Sunday, March 2, 2008
Reflections: The Golden Age of Television
This morning, as I made my regular visit to the site of cyber-friend Anthony, these observations, inspired by the death of William F. Buckley Jr., suggested the topic of this post to me. While Anthony’s main purpose, in the spirit of let us now praise famous men, was to eulogize Mr. Buckley, he made this observation at the end of the post:
The great social critics on both sides [i.e., the political right and left] are either gone (Buckley, Mailer, Hunter S. Thompson) or old (Chomsky, Buchanan). And yes, most of them are annoying (Mailer was a psycho and Thompson probably insane). But they were intelligent and thought provoking. In their place we have mediocrities.
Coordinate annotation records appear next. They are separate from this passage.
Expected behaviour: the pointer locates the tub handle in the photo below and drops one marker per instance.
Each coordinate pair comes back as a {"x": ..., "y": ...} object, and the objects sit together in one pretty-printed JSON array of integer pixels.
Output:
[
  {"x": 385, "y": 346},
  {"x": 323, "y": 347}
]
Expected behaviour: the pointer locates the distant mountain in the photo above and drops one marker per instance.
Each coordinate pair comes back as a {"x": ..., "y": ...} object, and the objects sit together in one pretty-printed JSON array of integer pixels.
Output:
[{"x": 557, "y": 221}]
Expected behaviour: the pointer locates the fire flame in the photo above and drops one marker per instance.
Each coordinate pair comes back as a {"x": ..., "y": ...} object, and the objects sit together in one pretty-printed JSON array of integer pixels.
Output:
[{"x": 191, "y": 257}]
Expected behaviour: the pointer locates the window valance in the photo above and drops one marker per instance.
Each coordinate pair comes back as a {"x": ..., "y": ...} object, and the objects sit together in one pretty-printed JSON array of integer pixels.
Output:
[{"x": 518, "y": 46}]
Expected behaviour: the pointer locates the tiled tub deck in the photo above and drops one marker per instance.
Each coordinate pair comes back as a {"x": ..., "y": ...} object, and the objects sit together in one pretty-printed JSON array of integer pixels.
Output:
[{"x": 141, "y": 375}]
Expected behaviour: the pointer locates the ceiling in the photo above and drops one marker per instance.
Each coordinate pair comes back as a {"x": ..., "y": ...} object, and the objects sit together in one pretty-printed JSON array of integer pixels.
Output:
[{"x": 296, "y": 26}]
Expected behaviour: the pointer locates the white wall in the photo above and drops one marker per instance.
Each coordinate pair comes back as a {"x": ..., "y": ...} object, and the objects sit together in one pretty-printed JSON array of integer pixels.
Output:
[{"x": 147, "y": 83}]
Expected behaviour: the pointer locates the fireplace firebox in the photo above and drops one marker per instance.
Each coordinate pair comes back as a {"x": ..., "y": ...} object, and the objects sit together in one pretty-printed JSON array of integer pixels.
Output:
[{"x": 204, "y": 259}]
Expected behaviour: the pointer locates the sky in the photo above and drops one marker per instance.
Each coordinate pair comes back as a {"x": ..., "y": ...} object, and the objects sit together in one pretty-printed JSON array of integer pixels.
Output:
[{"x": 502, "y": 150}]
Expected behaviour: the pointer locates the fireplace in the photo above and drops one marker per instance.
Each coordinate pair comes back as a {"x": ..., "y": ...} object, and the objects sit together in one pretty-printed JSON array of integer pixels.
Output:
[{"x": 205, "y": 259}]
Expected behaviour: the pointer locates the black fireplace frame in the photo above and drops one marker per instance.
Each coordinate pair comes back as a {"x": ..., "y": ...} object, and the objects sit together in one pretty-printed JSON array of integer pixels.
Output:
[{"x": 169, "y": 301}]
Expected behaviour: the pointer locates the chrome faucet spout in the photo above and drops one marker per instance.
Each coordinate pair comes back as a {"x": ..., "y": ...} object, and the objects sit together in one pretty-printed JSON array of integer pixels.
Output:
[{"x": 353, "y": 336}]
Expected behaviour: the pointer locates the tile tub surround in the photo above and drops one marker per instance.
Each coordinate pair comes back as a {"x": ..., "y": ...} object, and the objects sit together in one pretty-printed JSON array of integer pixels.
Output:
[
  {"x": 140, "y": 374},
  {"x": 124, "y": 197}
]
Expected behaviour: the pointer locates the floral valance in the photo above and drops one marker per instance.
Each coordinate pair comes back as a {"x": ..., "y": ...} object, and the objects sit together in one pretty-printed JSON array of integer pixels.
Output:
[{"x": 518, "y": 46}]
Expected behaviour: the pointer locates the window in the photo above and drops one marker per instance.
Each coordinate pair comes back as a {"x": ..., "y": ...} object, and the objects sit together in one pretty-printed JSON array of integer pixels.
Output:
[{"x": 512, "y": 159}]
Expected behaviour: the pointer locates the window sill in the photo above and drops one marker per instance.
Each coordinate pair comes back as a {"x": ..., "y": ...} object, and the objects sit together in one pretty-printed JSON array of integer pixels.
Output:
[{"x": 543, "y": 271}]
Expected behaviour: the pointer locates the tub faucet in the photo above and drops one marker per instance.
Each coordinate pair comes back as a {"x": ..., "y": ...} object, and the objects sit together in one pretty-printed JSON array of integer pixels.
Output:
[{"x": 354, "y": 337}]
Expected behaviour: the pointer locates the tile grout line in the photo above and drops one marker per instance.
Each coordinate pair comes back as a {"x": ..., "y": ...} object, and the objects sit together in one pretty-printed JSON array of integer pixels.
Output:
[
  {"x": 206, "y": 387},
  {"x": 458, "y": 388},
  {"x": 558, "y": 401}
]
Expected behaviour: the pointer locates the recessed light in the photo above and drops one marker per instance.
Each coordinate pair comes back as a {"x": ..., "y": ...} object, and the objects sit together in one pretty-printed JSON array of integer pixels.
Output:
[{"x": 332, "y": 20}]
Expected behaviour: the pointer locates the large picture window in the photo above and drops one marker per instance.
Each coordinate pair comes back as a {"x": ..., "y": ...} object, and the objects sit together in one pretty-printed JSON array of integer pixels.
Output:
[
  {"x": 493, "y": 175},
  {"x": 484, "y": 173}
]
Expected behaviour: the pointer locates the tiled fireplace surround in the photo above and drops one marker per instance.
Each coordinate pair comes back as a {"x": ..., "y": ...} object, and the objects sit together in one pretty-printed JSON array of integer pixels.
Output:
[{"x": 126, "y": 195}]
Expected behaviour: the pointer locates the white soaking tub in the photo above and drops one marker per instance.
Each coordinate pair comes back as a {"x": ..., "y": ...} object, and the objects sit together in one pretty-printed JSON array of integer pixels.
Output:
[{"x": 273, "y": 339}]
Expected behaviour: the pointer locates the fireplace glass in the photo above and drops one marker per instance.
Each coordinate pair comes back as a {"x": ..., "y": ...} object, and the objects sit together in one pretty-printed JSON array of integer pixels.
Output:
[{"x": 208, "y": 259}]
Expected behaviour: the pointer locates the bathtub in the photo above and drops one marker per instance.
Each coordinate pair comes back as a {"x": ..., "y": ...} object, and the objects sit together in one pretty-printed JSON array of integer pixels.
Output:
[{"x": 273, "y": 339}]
There is some truth in that. When I thought about it, though, the following also occurred to me, and I commented on Anthony’s post thusly:
Let it be noted that despite the supposed "liberal bias" of the MainStreamMedia, figures on the true left are never seen on mainstream television. If not for C-SPAN, figures like Noam Chomsky and Howard Zinn would never be on TV at all. All of the neocons, and the rest of Wm. F. Buckley's spawn, by contrast, are on constantly. There are still left-wingers alive in the wild, but you have to seek them out for yourself; they are not brought to you free of charge by the MSM, as are the generations of Kristols and Podhoretzes.
Whatever happened to the days when Gore Vidal could serve as a color-man for a major network on the coverage of a major party convention? When will a figure like Fidel Castro again appear on a popular entertainment program? Why, in the words of the immortal Rodney King, can’t we all just get along?